U.S. Embassies In Europe Save $$ Via Energy Efficiency

Editor’s Note: EarthTechling is proud to repost this article courtesy of Alliance to Save Energy. Author credit goes to Ronnie Kweller and Miriam Berg.

One year after getting a slew of energy efficiency upgrades, the U.S. embassy in Belgium has reaped impressive savings and has spurred energy-efficient renovations in nearly a dozen U.S. embassies across Europe.

The “Energy Efficiency Sweep of Europe” – a joint initiative of the Alliance to Save Energy and the U.S. State Department’s League of Green Embassies – started with U.S. Ambassador to Belgium Howard Gutman’s Brussels residence in April 2011. Soon after, in fall 2011, energy-efficient renovations began in 11 diplomatic residences and offices in 10 European cities.

image via Shutterstock

Brussels Embassy Reduces Electricty Bill by 31% in Less Than 1 Year

The basement-to-attic energy efficiency upgrade of the diplomatic residence in Brussels saved 31% in electricity costs over the 10 months following the renovation.* Compared to the same timeframe a year earlier, the residential energy savings range from 42% in July 2012, to 24% in May 2012.

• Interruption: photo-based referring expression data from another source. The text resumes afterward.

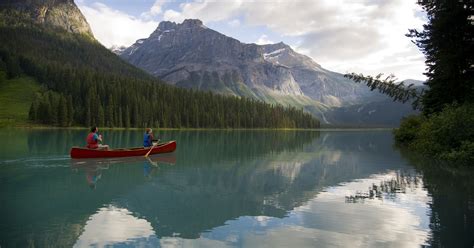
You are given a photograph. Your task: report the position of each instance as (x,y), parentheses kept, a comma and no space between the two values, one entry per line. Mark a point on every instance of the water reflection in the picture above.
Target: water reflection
(115,226)
(387,189)
(258,188)
(452,207)
(93,168)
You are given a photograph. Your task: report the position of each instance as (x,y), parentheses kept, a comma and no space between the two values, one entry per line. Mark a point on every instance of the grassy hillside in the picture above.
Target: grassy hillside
(16,96)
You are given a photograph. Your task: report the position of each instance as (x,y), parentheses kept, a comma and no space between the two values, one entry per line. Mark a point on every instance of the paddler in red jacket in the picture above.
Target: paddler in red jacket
(94,138)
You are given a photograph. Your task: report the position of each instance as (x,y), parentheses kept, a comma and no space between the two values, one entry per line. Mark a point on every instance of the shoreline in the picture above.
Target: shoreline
(331,129)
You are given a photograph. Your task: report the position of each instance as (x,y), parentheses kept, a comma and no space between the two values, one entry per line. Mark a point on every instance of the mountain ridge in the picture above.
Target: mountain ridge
(191,55)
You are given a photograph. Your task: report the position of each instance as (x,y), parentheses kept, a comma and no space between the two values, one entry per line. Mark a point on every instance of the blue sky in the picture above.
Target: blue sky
(365,36)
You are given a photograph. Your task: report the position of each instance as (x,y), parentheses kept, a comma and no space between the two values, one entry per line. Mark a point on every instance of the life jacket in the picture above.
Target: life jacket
(147,140)
(91,143)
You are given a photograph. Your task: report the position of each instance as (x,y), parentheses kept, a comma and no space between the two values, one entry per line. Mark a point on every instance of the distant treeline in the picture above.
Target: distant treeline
(85,84)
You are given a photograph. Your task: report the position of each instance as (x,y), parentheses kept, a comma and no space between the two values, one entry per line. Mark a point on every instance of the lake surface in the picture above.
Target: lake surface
(230,188)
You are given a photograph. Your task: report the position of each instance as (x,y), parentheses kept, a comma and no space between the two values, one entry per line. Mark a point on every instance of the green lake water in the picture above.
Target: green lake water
(230,189)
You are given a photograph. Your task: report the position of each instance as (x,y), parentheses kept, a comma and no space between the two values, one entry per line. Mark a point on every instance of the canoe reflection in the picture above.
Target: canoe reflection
(93,167)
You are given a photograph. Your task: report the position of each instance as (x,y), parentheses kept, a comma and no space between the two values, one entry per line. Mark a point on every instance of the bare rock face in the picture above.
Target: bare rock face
(193,56)
(62,14)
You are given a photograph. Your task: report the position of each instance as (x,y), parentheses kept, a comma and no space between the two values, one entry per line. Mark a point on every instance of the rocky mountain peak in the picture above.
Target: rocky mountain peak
(188,23)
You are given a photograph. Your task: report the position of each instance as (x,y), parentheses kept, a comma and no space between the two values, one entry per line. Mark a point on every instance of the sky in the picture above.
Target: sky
(363,36)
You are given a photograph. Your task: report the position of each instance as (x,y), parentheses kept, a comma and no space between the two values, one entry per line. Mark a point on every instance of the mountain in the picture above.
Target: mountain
(47,48)
(62,14)
(191,55)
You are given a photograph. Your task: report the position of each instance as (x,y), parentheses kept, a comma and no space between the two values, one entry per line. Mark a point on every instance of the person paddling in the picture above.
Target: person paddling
(148,138)
(94,138)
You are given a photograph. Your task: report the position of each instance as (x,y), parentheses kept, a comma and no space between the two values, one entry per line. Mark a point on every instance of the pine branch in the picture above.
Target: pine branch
(397,91)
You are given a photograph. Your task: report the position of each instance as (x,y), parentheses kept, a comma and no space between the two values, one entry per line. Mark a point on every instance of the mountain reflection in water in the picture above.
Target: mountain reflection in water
(224,188)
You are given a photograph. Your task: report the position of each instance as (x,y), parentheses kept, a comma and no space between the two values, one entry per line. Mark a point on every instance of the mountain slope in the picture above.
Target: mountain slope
(82,83)
(190,55)
(62,14)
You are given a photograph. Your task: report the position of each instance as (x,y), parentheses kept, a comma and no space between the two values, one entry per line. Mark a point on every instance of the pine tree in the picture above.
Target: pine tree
(62,112)
(100,116)
(70,111)
(447,42)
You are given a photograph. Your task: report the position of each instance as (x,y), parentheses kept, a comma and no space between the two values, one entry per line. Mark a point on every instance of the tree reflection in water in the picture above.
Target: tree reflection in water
(387,189)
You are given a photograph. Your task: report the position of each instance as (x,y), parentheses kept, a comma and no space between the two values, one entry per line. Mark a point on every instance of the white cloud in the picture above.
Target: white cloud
(364,36)
(154,11)
(338,34)
(112,27)
(263,40)
(174,16)
(234,23)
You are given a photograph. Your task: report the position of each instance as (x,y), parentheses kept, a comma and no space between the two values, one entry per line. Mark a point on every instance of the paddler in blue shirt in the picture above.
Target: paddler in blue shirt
(148,138)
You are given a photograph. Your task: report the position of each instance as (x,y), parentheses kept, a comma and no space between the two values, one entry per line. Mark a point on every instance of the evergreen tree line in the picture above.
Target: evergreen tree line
(445,130)
(89,91)
(447,41)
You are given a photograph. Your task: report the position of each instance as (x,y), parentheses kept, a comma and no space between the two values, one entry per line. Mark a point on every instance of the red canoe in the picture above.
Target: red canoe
(82,152)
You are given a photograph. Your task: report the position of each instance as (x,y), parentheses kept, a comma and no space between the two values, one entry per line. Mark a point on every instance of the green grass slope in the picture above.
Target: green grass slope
(16,96)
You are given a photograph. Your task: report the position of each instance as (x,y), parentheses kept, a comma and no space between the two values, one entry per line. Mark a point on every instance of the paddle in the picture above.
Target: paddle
(146,155)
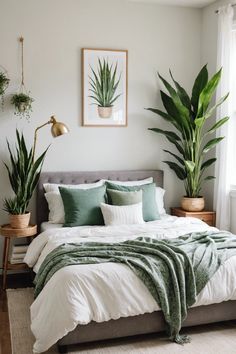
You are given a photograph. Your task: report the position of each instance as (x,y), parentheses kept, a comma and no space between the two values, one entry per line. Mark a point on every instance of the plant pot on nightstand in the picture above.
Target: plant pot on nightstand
(192,204)
(19,221)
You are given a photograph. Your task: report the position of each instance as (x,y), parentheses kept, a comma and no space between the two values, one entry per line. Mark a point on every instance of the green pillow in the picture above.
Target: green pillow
(124,198)
(150,210)
(82,206)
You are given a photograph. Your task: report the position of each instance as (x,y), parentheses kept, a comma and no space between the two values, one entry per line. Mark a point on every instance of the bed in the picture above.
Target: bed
(148,320)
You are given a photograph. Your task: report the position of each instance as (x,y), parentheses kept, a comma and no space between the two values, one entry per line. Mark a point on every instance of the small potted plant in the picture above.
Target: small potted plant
(191,139)
(4,82)
(23,104)
(104,85)
(24,173)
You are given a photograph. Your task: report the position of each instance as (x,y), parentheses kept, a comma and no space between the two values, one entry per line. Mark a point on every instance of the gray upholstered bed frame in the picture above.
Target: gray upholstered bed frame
(136,325)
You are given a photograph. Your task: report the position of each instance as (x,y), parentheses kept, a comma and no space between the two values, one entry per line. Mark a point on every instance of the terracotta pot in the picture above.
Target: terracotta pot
(20,221)
(104,112)
(192,204)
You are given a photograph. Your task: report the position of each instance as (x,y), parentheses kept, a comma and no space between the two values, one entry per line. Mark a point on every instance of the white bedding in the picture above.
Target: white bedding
(81,293)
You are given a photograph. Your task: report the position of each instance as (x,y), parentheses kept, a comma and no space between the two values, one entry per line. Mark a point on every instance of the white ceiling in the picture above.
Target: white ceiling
(188,3)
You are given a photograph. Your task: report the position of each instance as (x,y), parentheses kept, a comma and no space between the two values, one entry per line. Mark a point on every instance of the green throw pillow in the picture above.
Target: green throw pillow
(124,198)
(150,210)
(82,206)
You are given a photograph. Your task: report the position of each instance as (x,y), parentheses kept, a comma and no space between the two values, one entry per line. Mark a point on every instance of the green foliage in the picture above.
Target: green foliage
(104,84)
(4,82)
(188,117)
(23,174)
(23,104)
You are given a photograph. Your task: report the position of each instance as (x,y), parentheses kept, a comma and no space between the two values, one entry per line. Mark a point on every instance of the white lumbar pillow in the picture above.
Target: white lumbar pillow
(122,215)
(56,208)
(130,183)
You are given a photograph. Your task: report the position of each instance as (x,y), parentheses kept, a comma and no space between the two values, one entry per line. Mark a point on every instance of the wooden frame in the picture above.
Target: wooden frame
(93,113)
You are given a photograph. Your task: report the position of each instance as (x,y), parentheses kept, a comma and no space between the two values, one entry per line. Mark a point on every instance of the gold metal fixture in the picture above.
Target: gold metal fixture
(57,129)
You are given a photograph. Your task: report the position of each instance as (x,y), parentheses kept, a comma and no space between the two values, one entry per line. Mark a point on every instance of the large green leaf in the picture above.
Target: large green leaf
(183,111)
(167,133)
(198,86)
(218,124)
(182,94)
(211,144)
(180,172)
(208,163)
(207,93)
(190,165)
(175,156)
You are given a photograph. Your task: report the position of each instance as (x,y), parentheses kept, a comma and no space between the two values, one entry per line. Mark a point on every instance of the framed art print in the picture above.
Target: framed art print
(104,87)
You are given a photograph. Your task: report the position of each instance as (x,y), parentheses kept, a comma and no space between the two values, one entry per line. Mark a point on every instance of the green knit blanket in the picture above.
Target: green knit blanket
(174,270)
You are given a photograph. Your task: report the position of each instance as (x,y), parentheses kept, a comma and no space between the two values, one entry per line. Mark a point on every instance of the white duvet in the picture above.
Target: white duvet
(99,292)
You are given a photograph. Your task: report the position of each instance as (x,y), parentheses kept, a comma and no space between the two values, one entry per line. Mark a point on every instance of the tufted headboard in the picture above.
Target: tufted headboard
(86,177)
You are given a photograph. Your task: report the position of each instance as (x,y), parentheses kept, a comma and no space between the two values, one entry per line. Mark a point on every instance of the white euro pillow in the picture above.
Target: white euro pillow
(122,214)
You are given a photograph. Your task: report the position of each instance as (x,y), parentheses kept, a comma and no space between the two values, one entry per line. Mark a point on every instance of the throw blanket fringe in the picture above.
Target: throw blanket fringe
(173,270)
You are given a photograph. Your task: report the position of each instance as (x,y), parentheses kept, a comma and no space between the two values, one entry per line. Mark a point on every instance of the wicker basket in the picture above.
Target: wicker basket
(19,221)
(192,204)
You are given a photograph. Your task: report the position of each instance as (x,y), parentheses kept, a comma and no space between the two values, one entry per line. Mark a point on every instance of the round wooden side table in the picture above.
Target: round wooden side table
(9,233)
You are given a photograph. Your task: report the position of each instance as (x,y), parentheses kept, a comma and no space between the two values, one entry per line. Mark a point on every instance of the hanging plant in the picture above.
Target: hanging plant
(23,104)
(4,82)
(22,100)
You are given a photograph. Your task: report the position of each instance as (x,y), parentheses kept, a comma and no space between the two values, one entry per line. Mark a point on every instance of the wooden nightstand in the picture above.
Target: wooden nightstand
(208,217)
(9,233)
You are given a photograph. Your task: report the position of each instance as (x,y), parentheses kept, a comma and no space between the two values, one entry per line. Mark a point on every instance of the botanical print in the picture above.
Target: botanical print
(104,87)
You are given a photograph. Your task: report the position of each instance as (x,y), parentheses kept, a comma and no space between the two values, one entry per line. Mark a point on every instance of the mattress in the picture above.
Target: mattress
(80,294)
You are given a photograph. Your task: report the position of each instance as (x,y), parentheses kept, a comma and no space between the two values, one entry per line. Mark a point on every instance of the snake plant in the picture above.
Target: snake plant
(188,116)
(23,174)
(104,84)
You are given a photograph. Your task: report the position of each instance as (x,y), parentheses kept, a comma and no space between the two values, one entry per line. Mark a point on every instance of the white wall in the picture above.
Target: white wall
(209,56)
(157,38)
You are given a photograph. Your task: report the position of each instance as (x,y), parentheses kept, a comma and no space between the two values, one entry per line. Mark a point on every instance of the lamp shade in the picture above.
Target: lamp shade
(58,128)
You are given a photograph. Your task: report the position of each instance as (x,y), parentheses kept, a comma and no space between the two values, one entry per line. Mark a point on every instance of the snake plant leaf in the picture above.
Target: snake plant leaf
(208,92)
(167,133)
(198,86)
(180,172)
(218,124)
(175,156)
(212,143)
(208,178)
(190,165)
(184,97)
(208,163)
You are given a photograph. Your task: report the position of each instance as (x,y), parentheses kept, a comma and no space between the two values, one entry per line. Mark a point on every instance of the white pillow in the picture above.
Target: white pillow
(53,187)
(160,200)
(122,215)
(56,208)
(130,183)
(55,203)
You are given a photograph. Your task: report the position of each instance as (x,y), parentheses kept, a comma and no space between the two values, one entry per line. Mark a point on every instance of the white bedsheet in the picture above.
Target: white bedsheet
(81,293)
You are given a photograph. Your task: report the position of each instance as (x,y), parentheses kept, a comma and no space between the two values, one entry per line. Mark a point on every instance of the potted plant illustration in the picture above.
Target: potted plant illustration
(103,86)
(191,138)
(4,82)
(23,104)
(24,172)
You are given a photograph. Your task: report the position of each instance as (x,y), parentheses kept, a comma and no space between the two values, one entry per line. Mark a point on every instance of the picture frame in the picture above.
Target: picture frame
(104,87)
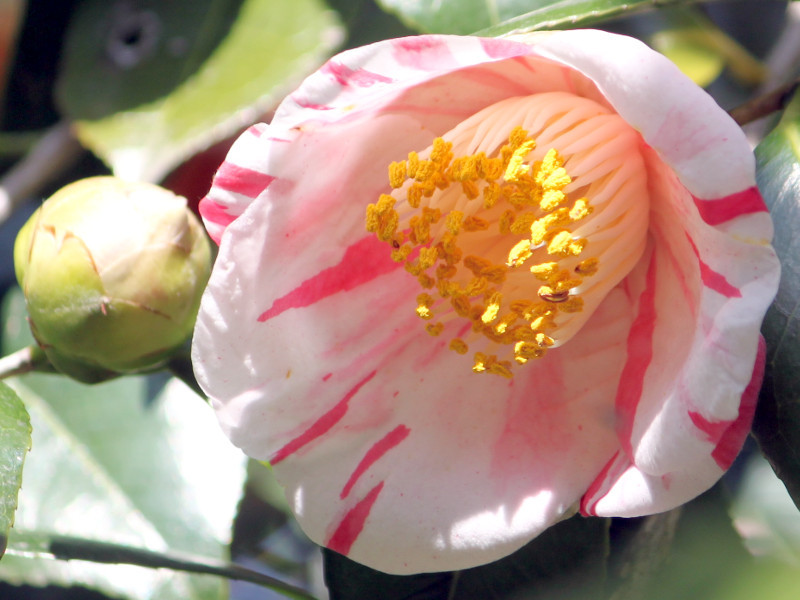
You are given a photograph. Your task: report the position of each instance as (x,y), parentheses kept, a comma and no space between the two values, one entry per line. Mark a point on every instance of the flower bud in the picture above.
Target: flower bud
(112,274)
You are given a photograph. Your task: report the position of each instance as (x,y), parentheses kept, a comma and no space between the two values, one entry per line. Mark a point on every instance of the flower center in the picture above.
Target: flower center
(517,233)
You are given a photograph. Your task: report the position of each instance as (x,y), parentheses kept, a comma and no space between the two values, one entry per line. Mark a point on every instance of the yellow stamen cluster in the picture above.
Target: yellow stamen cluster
(512,298)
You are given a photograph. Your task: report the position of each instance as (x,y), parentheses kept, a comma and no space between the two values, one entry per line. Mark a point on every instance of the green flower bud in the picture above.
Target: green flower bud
(112,273)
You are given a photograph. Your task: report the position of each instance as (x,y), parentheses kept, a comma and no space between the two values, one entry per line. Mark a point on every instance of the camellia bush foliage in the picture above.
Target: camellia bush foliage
(399,299)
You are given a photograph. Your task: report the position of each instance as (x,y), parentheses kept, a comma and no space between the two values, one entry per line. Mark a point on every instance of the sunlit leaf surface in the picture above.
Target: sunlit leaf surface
(15,440)
(128,462)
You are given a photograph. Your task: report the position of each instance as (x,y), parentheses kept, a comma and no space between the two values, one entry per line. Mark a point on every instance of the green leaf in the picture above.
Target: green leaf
(566,561)
(15,441)
(497,17)
(777,422)
(158,112)
(702,50)
(117,463)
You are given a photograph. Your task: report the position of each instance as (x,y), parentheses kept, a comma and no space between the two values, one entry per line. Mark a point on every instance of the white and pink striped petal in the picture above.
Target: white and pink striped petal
(391,449)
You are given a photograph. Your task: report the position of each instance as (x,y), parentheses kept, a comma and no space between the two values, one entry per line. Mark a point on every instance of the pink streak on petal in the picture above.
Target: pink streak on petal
(611,472)
(732,439)
(241,180)
(321,426)
(345,76)
(722,210)
(424,53)
(362,262)
(712,279)
(353,522)
(378,449)
(640,354)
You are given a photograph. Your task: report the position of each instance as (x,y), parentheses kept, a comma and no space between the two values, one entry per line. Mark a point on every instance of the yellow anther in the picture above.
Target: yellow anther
(445,271)
(454,221)
(519,253)
(495,274)
(541,227)
(491,194)
(477,264)
(414,195)
(562,244)
(412,165)
(492,309)
(552,199)
(459,346)
(517,168)
(545,271)
(434,329)
(505,221)
(550,173)
(505,322)
(420,230)
(580,209)
(522,223)
(473,223)
(426,281)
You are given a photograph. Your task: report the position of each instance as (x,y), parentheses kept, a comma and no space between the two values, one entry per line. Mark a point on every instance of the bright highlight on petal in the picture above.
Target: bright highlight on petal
(504,232)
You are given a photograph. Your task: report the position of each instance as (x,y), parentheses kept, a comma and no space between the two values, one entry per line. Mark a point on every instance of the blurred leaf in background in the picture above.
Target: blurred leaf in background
(151,83)
(777,422)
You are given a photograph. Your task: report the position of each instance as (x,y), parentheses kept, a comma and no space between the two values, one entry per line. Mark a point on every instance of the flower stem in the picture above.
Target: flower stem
(76,548)
(766,104)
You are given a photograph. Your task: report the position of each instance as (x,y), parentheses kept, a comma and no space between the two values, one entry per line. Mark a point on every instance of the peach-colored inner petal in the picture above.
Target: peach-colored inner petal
(514,255)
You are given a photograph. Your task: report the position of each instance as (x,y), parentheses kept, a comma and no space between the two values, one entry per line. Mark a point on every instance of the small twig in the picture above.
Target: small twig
(28,359)
(765,105)
(75,548)
(56,151)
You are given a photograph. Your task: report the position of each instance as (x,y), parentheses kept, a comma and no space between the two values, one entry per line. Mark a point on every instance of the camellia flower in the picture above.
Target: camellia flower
(469,286)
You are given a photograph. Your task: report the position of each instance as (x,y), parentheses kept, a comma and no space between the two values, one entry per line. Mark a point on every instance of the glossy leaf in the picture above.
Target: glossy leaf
(117,463)
(496,17)
(15,441)
(143,135)
(777,422)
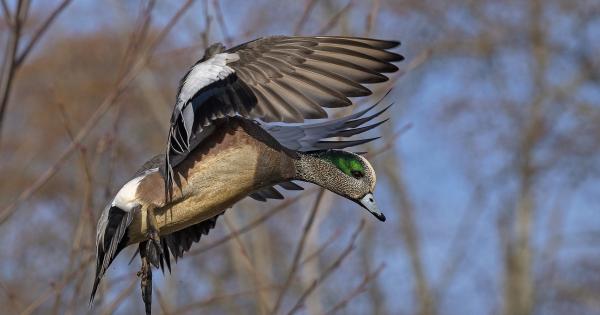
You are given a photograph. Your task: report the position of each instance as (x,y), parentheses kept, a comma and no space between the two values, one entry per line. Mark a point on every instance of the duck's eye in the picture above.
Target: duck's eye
(357,174)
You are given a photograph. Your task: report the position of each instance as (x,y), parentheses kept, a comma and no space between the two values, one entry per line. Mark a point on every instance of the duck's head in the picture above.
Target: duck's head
(347,174)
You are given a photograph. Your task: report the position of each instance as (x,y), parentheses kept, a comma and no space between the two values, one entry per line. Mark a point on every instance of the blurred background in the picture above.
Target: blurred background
(488,170)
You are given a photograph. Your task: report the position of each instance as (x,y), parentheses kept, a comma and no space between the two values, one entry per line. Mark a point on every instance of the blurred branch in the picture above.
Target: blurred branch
(208,301)
(6,12)
(410,235)
(252,224)
(162,303)
(55,288)
(310,4)
(221,20)
(362,287)
(299,249)
(9,64)
(323,246)
(259,278)
(120,298)
(372,17)
(40,31)
(122,84)
(335,18)
(335,265)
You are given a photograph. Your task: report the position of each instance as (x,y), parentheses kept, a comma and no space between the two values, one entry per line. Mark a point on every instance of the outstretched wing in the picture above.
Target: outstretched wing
(111,238)
(286,79)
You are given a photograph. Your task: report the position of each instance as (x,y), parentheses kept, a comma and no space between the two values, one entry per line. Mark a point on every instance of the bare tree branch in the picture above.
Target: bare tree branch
(40,31)
(298,252)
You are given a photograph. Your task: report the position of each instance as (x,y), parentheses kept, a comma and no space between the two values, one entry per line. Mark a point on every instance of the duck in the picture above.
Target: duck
(238,130)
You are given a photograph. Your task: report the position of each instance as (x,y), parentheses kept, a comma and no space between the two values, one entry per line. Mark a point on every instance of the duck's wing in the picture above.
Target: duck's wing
(284,79)
(179,242)
(111,238)
(311,137)
(111,231)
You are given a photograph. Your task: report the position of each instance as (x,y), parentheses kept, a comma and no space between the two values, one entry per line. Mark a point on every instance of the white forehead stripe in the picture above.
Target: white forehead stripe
(368,165)
(205,73)
(125,198)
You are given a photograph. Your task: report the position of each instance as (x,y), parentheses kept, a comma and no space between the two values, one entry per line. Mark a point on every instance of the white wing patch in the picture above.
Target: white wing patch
(205,73)
(126,197)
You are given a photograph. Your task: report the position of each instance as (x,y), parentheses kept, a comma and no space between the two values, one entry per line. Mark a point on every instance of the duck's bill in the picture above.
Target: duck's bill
(368,202)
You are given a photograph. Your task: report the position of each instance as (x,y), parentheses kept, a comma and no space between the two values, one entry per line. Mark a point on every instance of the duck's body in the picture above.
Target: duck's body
(220,149)
(239,152)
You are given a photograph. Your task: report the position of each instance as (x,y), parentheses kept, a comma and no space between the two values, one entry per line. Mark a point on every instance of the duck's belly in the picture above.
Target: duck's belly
(212,187)
(222,176)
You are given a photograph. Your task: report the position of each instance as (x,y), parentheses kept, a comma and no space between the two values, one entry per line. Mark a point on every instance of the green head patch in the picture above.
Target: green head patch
(348,163)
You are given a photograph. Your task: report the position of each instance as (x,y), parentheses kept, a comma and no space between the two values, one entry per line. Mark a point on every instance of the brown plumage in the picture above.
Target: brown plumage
(221,148)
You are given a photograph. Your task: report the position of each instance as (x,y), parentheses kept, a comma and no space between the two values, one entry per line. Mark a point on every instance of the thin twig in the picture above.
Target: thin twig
(6,12)
(192,306)
(120,298)
(299,249)
(372,17)
(9,65)
(111,99)
(40,31)
(347,250)
(258,277)
(323,246)
(310,4)
(358,290)
(162,303)
(335,18)
(54,288)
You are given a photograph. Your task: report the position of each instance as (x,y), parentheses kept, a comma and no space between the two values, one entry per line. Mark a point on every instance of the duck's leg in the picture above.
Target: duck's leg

The energy-saving technologies from 3M, Danfoss, Johnson Controls, Knauf Insulation, Philips, Schneider Electric and Whirlpool included insulating window films, energy-use controls, energy-efficient heating equipment, kitchen appliances and lighting products.

“Thanks to generous donations of Alliance to Save Energy Associate members and the public-private partnership that was created, the Brussels embassy now stands as a beacon of U.S. government leadership in energy efficiency and demonstrates that efficiency improvements to federally owned facilities will save taxpayers money and help to protect our global environment,” said Alliance President Kateri Callahan.

Energy Efficiency Makeovers Expand Across Europe 

The successful partnership inspired U.S. Ambassador to Finland and League of Green Embassies Chair Bruce Oreck to replicate the Brussels makeover across Europe, beginning in November 2011. Oreck secured $500,000 from the U.S. Department of State to defray some of the costs of a10-city European “energy efficiency sweep,” for which participating embassies handled logistics and coordinated the retrofits.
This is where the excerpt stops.